Wie steht es nun mit den Parteigängern der Slovenischnationalen? Bekanntlich ist der heutige slovenische Nationalismus fast ausschließlich eine Erfindung des Pfarrers Einspieler aus Eisenkappel in Kärnten.

Einer der eifrigsten Wortführer der Slovenen in Cilli ist ein Herr Moriz Rauch. Weiter finden wir unter den steirischen Slovenen die Namen Dr. Kaisersberger, Fischer, Lippoldt, Mayer, Sittig, Plapper; der Bürgermeister des Marktes Sachsenfeld im Sannthale heißt Schürzer; unter den slovenischen Bauern finden wir die Namen Rossmann, Blachmann, Sprachmann, Schuster, Rosenstein, Kramer u. dgl. m. Der Slovene, der bei den jüngsten Cillier Krawallen´auf einen Deutschen schoss, heißt Otto Hahn, der angeschossene Deutsche Pollanetz ...

Sollte es noch eines Beleges bedürfen, um die jeder Vernunft hohnsprechenden Grundsätze des dort betriebenen Nationalismus ad absurdum zu führen, so sei eine Erscheinung festgehalten, die an Lächerlichkeit vollends ihresgleichen sucht.

In Untersteiermark ist es nämlich ein ganz häufiger Fall, dass in einer und derselben Familie - Verwandte, ja leibliche Brüder - die einen auf den deutschen, die anderen auf den slovenischen Nationalismus eingeschworen sind; es versteht sich von selbst, dass in dem einen Falle die Schreibart des Namens, wenn möglich, germanisiert, im andern Falle slovenisiert wird. So gibt es in Marburg beispielsweise zwei Brüder Glantschnigg und Glancnik, die beide eine gewisse Rolle, der eine im deutschnationalen, der andere im slovenischnationalen Parteileben, spielen; so- dann in Schönstein zwei Brüder Woschnagg und Vošnjak, welch letzterer Landtagsabgeordneter ist. In Sachsenfeld ist als eîfrigste Vertreterin des Slovenismus eine Frau Hausenpichl bekannt; eine Verwandte gleichen Namens unterhält in Cilli ein deutsches Mädchenpensionat.

Aber nicht genug an dem. Der den dortigen Verhältnissen Fernerstehende ist gewöhnlich geneigt, als Ursache der bürgerlichen Zwietracht, wenn schon nicht die Verschiedenheit der Abstammung, so doch wenigstens die der Muttersprache zu betrachten.

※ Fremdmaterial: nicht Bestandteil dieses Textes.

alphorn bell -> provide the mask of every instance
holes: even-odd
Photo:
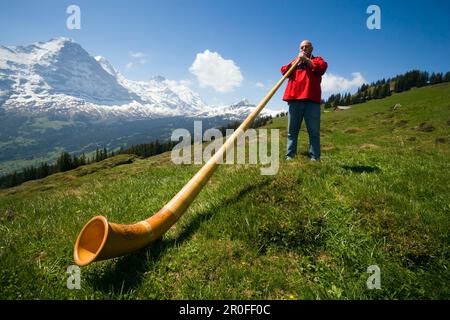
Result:
[[[205,165],[161,210],[150,218],[135,224],[108,222],[104,216],[92,218],[81,230],[74,248],[75,263],[79,266],[94,261],[120,257],[159,239],[181,217],[217,168],[218,160],[234,146],[237,138],[269,102],[284,80],[299,62],[297,58],[278,83],[269,91],[256,109],[242,122]]]

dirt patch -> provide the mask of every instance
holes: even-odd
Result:
[[[436,142],[436,144],[439,144],[439,143],[442,143],[442,144],[450,143],[450,137],[437,137],[435,142]]]
[[[432,132],[434,131],[436,128],[429,122],[422,122],[419,125],[419,128],[417,130],[422,131],[422,132]]]
[[[408,124],[408,120],[400,120],[395,123],[395,126],[400,128],[400,127],[406,126],[407,124]]]
[[[345,133],[360,133],[362,131],[360,128],[347,128],[344,130]]]
[[[380,147],[372,144],[372,143],[364,143],[359,147],[361,150],[374,150],[374,149],[379,149]]]

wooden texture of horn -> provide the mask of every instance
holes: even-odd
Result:
[[[75,263],[79,266],[85,266],[94,261],[119,257],[143,248],[156,239],[161,238],[194,201],[197,194],[214,173],[218,166],[218,160],[222,159],[227,150],[234,146],[235,141],[250,126],[251,122],[266,106],[284,80],[289,77],[298,61],[299,59],[291,65],[289,70],[261,100],[256,109],[242,122],[219,150],[172,200],[156,214],[146,220],[130,225],[108,222],[104,216],[94,217],[86,223],[75,242],[73,254]]]

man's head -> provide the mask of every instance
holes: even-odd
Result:
[[[313,51],[313,46],[312,46],[312,43],[311,43],[311,41],[309,41],[309,40],[303,40],[301,43],[300,43],[300,51],[303,51],[304,53],[306,53],[306,55],[308,56],[308,57],[310,57],[311,56],[311,53],[312,53],[312,51]]]

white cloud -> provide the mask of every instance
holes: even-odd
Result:
[[[352,77],[352,79],[346,79],[338,75],[325,73],[322,78],[322,90],[329,93],[338,93],[350,91],[366,83],[360,72],[353,72]]]
[[[130,51],[130,56],[137,59],[146,57],[146,55],[142,52],[133,52],[133,51]]]
[[[129,63],[126,64],[125,69],[128,71],[131,68],[133,68],[133,66],[134,66],[133,62],[129,62]]]
[[[197,53],[189,71],[197,77],[200,87],[212,87],[218,92],[233,91],[244,80],[233,60],[224,59],[208,49]]]
[[[192,81],[189,79],[186,80],[164,80],[164,82],[169,86],[169,87],[178,87],[178,86],[184,86],[184,87],[190,87],[192,85]]]

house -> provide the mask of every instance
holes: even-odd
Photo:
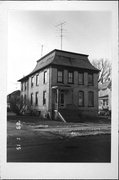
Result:
[[[111,111],[111,81],[99,84],[99,110]]]
[[[21,78],[21,97],[42,116],[63,121],[97,116],[98,73],[88,55],[53,50]]]
[[[17,102],[17,99],[20,97],[20,90],[13,91],[7,95],[7,110],[11,111],[11,103]]]

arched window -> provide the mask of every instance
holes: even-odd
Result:
[[[92,91],[88,92],[88,106],[89,107],[94,106],[94,92],[92,92]]]
[[[84,106],[84,92],[79,91],[79,98],[78,98],[79,106]]]

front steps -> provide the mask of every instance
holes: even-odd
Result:
[[[59,113],[66,122],[81,122],[81,111],[77,109],[60,109]]]

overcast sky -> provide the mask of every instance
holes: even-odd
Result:
[[[19,89],[17,80],[30,73],[41,57],[60,49],[63,26],[63,50],[89,55],[89,59],[111,60],[111,14],[88,11],[10,11],[8,15],[7,92]]]

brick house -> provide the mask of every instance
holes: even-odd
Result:
[[[53,50],[21,78],[21,97],[42,116],[63,121],[98,114],[98,73],[88,55]]]
[[[111,111],[111,81],[99,84],[99,110]]]

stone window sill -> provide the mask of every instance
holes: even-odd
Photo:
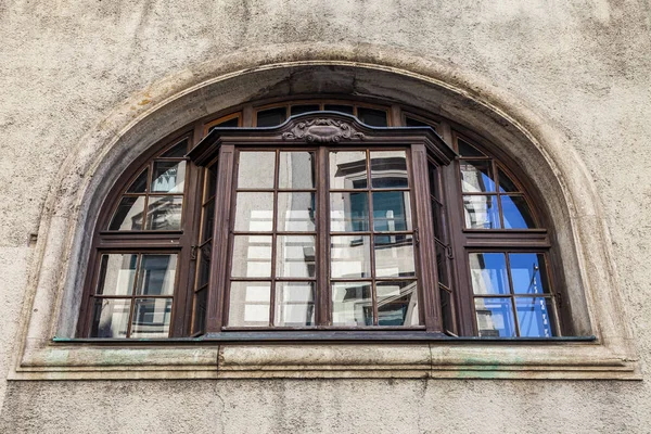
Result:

Aber auch dies wäre ein grober Irrthum.

Selbst die gebildeten Schichten der Bevölkerung mit deutscher Muttersprache sprechen das Deutsche mit einem unschönen Dialect, häufig sehr fehlerhaft, beherrschen dagegen größtentheils das Slovenische recht gut, - manche Beamte deutscher Abstammung sogar in einem Maße, das selbst bei den slovenischen Nationalen Bewunderung erweckt. Dagegen sprechen fast alle Gebildeten der slovenischnationalen Partei ein sehr schönes reines Deutsch, aber nur zu häufig ein mangelhaftes Slovenisch. Bekanntlich wird die slovenische Schriftsprache von der ländlichen Bevölkerung überhaupt nicht verstanden, so dass eines der in ihrer Mitte erscheinenden politischen Wochenblätter, die "Domovina", sogar in der Mundart geschrieben wird.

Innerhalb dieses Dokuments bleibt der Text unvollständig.